El Espectador

La insoportab­le levedad de los felices

- JULIO CÉSAR LONDOÑO

QUÉ INSOPORTAB­LES SON LAS PERsonas felices. Deberían reservar su nirvana para el consumo doméstico, pero no, tienen que irradiar esa energía que los desborda, ese frenesí que los alborota y los hace evangelist­as del amor; son predicador­es que ya pasaron la puerta, expelen consejos que nadie les ha pedido, contraen nupcias (el verbo es diciente), tienen hijos, gatos y perros, hacen fiestas. Son, en suma, vectores de altísima perturbaci­ón social.

Las encuestas demuestran que las personas casadas son más felices, pero olvidan un detalle: ¿son felices porque están casados o se casaron porque eran felices?

Otra cosa insoportab­le de los felices es que tienen “razones” para todo. Como parten de la premisa de que el universo es perfecto, usted puede sentirse tentado a recordarle­s los tsunamis, los virus, los bebés deformes, las injusticia­s y otros asuntillos del universo. Sin mosquearse, los felices le dirán: “Todo ocurre por una razón”. No saben cuál es la razón pero tienen una fe conmovedor­a en su existencia y saben sin vuelta de hoja que todo conspira para la perfección del universo, incluidos los bebés con malformaci­ones.

Existen muchas fórmulas de la felicidad, pero la más curiosa es la de los griegos: sin un buen morir, no hay vida plena.

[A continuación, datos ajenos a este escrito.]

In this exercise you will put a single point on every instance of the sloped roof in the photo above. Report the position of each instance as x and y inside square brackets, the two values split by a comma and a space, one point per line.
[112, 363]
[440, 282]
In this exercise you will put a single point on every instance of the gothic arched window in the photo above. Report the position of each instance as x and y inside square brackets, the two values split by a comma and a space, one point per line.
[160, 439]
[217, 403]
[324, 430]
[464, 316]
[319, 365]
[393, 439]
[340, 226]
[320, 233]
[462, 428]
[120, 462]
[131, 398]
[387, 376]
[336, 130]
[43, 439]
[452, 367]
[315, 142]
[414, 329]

Tenían razón. ¿De qué vale tenerlo todo en la vida si vamos a padecer una agonía larga? Álvaro Mutis lo resumió con palabras insuperabl­es: “Que la muerte te acoja con tus sueños intactos”.

La fórmula de Carl Jung tiene un elemento original. La felicidad es la suma de cuatro riquezas: bienestar, sensibilid­ad estética, relaciones armónicas y una cosmología filosófica o religiosa que permita lidiar con las grandes tragedias de la vida (con las expectorac­iones del universo, digamos).

Voltaire pensaba que la felicidad era una zorra; un desarreglo del sistema nervioso, por fortuna pasajero. Puesto a escoger, prefería la sabiduría sobre la felicidad. “Quién quiere ser un bobo contento”, se preguntaba echado sobre el regazo de una señora inteligent­e y muy bien casada.

Un poco antes, Erasmo de Rotterdam había demostrado que la sabiduría era una necedad, un bostezo largo, y que la estupidez era requisito indispensa­ble de la felicidad.

La Rochefouca­uld sabía que no es suficiente ser feliz: es necesario que nuestros vecinos sean infelices. En caso contrario, nuestra dicha será precaria y estará nublada siempre por la puta sombra de la envidia.

En lo que sí coinciden los psicólogos cuánticos, los teósofos y los masones es que el amor es la esencia de la vida, una suerte de aleph, el punto que contiene todos los puntos, el centro de los radios del universo, el norte óptico donde convergen los ojos de Magdalena y Jesús, o de Petro y Fajardo, si me permiten el salto.

Notas

Hace 50 años los Estados centraban las políticas públicas en la búsquedad del bienestar de sus habitantes. Cada vez más demagogos, ahora prefieren crear ministerio­s de la felicidad, esa cosa indefinibl­e (y quizá indeseable). Los neoliberal­es dicen: rebúsquese como pueda y nosotros mediremos la relación entre sus expectativ­as y su miserable realidad, es decir, su coeficient­e de felicidad subjetiva.

Las estadístic­as deberían medir también el bienestar de los animales. No merece llamarse humana una especie que vive de espaldas al dolor de esas criaturas.

La prueba de que la humanidad es desdichada, o al menos muy aburrida, es el auge del sector del entretenim­iento.

“El desprecio por la palabra rutina evidencia nuestra torpeza en el arte de vivir” (Nicolás Gómez Dávila).

Los románticos saben que el oro no puede comprar nada.

Los bárbaros ya lo compraron todo.

Esteban Cruz recoge y ahonda en las investigac­iones judiciales y periodísti­cas sobre el Monstruo de los Andes, el Sádico de El Charquito, el Monstruo de los Cañaduzale­s, Luis Alfredo Garavito y el Doctor Mata. El texto también menciona a otros monstruos notables: el Hombre Fiera, el Monstruo de los Mangones, Johnny el Leproso, el Monstruo de Tenerife y Javier Velasco, el violador y asesino de Rosa Elvira Cely.

Pero los violadores y feminicida­s no son monstruos, no presentan anomalías o desviacion­es notables respecto a su especie, son meros hombres que, como insistía el sheriff Marshall, se levantan un día y deciden matar. Y lo hacen no porque sean anormales, sino por todo lo contrario: porque la normalidad en la que vivimos los avala, los excusa y los perdona.